When cooking becomes a norm, when I wake up in the morning, I start thinking about menus for day and night. When I’m muttering whether to eat this or that, my spouse says she hates this and that! I didn’t know until now, but this person is quite an unbalanced dieter! Our generation would have had to finish what their parents were scared of, without complaining …
When you start writing sentences on the CPU, you will write what you have come up with and rearrange them on the assumption that you will fix it. Some books about how to write encourage such a method. However, once you get used to it, you lose the ability to organize your thoughts. As a result, the spoken language becomes worse. With that in mind, I started writing a 200-character diary in the morning. However, after continuing for a year, nothing was written well. What I wrote as I came up with was not something I could read later. I can finally read it after thinking about the composition for about 10 minutes, but there is a lot of waste. The point of a 200-character sentence depends on how you can write without using the same noun. For that purpose, the composition is important and the point is what to start writing. As is often said, it is correct. Since I am writing with a fountain pen, if I make a mistake at the beginning of writing, I can not go back anymore, so the first letter is prepared for death.
So far I could sell books at Mercari for at most 900 yen. Looking at my book and my translation with a focus on interest, words and buildings was sold out for 4,500 yen. It seems that technical books are more expensive.
When I watch a movie in a dark bath, I get an email. It may be from overseas in terms of time. I should reply after getting out of the bath, but I want to reply quickly because I’m about to forget. Wipe my wet hands with a towel, and send it in a strange posture, in unconscious English, without checking. It’s pitch black and I don’t have reading glasses, so I’m not sure if it’s spelled or wrong.
ヴァーティカルレビューすると高学年になるほど図面がダイアグラム化する。その理由の一つはライノを覚えて3次元を先につくってそれを輪切りにしているからだと聞いた。だから彼らはベクターもオートキャドも使えない。これ本当?
When the vertical review is done, the drawings become diagrams in the upper grades. I heard that one of the reasons is that they learn Rhino and creates 3D first and then slices it. So they can’t use Vector or AutoCAD. Is this true?

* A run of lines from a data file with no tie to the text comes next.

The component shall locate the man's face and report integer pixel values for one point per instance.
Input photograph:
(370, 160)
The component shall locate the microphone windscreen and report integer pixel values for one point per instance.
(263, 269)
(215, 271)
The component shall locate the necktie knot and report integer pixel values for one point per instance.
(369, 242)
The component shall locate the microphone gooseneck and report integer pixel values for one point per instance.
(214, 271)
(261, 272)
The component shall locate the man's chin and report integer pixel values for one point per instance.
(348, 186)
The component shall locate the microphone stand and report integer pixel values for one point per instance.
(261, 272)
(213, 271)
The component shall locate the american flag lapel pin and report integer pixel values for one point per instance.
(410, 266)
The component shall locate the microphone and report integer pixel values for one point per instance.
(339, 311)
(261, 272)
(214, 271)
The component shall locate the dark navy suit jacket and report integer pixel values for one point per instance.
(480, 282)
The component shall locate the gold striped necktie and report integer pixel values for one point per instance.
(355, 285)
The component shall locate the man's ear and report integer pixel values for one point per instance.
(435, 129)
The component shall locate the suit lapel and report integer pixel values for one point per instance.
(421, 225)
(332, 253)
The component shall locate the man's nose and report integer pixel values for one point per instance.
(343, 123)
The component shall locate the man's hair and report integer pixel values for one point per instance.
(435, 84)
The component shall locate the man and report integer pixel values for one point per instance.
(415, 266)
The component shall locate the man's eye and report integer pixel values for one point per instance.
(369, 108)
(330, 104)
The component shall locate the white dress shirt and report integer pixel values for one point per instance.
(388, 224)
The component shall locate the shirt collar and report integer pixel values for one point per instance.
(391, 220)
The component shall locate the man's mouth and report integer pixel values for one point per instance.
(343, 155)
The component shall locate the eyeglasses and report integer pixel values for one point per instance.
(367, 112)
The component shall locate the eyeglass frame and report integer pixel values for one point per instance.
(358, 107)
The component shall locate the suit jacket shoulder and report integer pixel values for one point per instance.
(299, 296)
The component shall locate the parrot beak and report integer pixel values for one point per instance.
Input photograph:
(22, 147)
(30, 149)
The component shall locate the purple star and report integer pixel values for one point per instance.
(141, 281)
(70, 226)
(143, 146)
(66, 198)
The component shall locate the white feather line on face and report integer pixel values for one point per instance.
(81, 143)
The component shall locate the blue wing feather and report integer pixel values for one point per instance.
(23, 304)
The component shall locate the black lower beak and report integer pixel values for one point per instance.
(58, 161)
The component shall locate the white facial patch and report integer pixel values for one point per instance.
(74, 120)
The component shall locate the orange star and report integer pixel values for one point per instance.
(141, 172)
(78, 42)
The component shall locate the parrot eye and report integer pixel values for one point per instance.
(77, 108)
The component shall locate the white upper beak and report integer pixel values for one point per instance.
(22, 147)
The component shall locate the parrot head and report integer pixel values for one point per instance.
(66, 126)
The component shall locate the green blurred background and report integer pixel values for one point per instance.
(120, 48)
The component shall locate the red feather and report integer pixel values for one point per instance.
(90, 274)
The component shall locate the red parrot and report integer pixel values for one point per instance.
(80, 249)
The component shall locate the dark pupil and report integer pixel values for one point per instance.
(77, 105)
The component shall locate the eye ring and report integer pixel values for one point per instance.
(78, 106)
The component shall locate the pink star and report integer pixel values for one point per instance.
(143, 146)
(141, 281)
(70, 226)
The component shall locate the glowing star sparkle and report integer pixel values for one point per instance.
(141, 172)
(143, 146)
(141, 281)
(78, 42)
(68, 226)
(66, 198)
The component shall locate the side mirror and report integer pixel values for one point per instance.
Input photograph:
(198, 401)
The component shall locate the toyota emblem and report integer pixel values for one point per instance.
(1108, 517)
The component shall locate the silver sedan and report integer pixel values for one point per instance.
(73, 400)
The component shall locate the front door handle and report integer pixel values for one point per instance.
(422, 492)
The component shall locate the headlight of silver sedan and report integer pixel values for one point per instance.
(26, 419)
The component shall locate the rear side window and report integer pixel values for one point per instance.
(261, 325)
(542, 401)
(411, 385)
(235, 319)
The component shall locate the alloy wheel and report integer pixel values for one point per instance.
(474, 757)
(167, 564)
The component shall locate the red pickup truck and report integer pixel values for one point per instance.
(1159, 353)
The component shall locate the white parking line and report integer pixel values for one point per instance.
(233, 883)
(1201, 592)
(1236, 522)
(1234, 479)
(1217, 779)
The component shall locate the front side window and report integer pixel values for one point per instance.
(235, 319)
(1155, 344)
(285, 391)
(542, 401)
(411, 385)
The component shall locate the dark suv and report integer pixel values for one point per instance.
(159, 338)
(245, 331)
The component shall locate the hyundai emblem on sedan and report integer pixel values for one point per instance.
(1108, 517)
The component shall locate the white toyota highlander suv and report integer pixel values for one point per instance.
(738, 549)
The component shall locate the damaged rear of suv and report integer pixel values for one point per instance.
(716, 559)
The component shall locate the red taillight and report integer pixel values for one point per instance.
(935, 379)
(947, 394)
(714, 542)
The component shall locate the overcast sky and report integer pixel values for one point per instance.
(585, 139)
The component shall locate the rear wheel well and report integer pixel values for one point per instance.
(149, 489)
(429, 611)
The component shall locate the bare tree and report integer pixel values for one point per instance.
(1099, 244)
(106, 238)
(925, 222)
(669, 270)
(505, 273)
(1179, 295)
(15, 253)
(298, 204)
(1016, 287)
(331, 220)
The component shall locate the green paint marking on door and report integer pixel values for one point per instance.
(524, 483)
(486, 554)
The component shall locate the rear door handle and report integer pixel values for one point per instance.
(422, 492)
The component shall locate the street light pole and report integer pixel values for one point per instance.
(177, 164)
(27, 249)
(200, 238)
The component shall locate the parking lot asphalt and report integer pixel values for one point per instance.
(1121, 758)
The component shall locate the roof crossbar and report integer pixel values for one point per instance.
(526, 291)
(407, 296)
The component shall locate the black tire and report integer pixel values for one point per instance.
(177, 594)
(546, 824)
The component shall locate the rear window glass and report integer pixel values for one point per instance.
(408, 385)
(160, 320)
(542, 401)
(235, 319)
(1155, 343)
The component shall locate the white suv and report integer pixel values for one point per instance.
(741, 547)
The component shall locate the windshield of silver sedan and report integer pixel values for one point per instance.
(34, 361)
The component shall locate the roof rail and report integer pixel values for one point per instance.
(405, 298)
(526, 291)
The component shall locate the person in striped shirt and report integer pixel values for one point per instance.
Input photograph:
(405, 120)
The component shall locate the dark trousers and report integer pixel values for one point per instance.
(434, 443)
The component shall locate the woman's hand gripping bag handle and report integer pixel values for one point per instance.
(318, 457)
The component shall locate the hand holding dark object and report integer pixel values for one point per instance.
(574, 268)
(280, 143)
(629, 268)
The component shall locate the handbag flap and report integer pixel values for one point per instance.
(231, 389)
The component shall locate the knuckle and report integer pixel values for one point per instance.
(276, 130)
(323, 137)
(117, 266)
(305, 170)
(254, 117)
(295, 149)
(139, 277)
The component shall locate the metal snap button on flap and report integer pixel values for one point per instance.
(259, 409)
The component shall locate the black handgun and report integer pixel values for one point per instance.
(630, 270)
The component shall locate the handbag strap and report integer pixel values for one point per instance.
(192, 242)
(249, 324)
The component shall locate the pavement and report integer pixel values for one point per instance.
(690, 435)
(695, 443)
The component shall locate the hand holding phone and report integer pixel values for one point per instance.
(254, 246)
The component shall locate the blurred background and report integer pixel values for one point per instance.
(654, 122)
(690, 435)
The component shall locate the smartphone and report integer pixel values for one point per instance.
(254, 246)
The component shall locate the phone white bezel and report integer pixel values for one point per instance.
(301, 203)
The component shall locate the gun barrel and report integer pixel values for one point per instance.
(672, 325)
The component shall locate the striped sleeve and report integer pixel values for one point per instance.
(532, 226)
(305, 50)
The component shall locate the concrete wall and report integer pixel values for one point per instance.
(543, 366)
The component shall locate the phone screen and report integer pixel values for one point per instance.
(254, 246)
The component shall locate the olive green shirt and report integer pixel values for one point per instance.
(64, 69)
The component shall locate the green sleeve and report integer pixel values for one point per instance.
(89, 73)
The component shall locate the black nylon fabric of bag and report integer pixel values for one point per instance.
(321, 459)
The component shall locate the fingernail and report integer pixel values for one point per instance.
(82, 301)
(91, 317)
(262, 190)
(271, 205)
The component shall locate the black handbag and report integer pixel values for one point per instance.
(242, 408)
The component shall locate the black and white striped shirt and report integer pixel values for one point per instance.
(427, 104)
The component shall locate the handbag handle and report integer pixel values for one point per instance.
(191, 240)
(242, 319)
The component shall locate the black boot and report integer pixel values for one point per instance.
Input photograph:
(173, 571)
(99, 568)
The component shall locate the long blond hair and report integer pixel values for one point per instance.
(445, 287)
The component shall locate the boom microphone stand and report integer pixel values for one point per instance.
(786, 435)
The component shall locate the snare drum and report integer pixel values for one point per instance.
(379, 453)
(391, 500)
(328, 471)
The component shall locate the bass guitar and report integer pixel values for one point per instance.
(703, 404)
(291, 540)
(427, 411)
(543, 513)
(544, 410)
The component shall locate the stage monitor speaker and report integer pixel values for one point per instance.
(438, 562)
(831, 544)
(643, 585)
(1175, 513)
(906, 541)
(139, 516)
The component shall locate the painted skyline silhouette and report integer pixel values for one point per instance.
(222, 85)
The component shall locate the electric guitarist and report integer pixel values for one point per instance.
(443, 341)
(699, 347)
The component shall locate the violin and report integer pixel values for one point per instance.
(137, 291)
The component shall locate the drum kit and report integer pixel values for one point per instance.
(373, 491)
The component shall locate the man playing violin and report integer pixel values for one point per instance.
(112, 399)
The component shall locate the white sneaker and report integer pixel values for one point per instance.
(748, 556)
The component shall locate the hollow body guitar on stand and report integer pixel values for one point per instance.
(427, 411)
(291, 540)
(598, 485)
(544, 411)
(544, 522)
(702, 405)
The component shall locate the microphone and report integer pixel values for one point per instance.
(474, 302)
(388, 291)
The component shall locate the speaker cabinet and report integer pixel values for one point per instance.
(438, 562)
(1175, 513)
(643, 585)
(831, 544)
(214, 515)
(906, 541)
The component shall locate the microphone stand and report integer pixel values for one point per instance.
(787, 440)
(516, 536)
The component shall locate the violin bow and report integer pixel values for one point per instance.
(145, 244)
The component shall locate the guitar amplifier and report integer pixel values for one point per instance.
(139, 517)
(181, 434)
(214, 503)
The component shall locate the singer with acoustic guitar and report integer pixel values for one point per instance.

I decided to read the cookery book (which I found was not a cookery book) recommended by Mr. Imamura because the cookery researcher was in conversation with Takeshi Nakajima (a political scientist at Tokyo Institute of Technology). I imagined that an exciting combination would produce compelling content. Nakajima invited Aasa Ito, Koichiro Kokubu, Shusuke Wakamatsu, and others to form a research group at Tokyo Tech called the “Altruism Project.” The idea was to introduce Doi’s theory of cooking to the group. When I read it, I was impressed that cooking is a philosophy and a way of life, and it seems to me that it is very similar to architecture. It’s about going beyond design principles; it’s about other forces rather than our own. It seems to me that we can apply some of these principles in our cooking and designing today.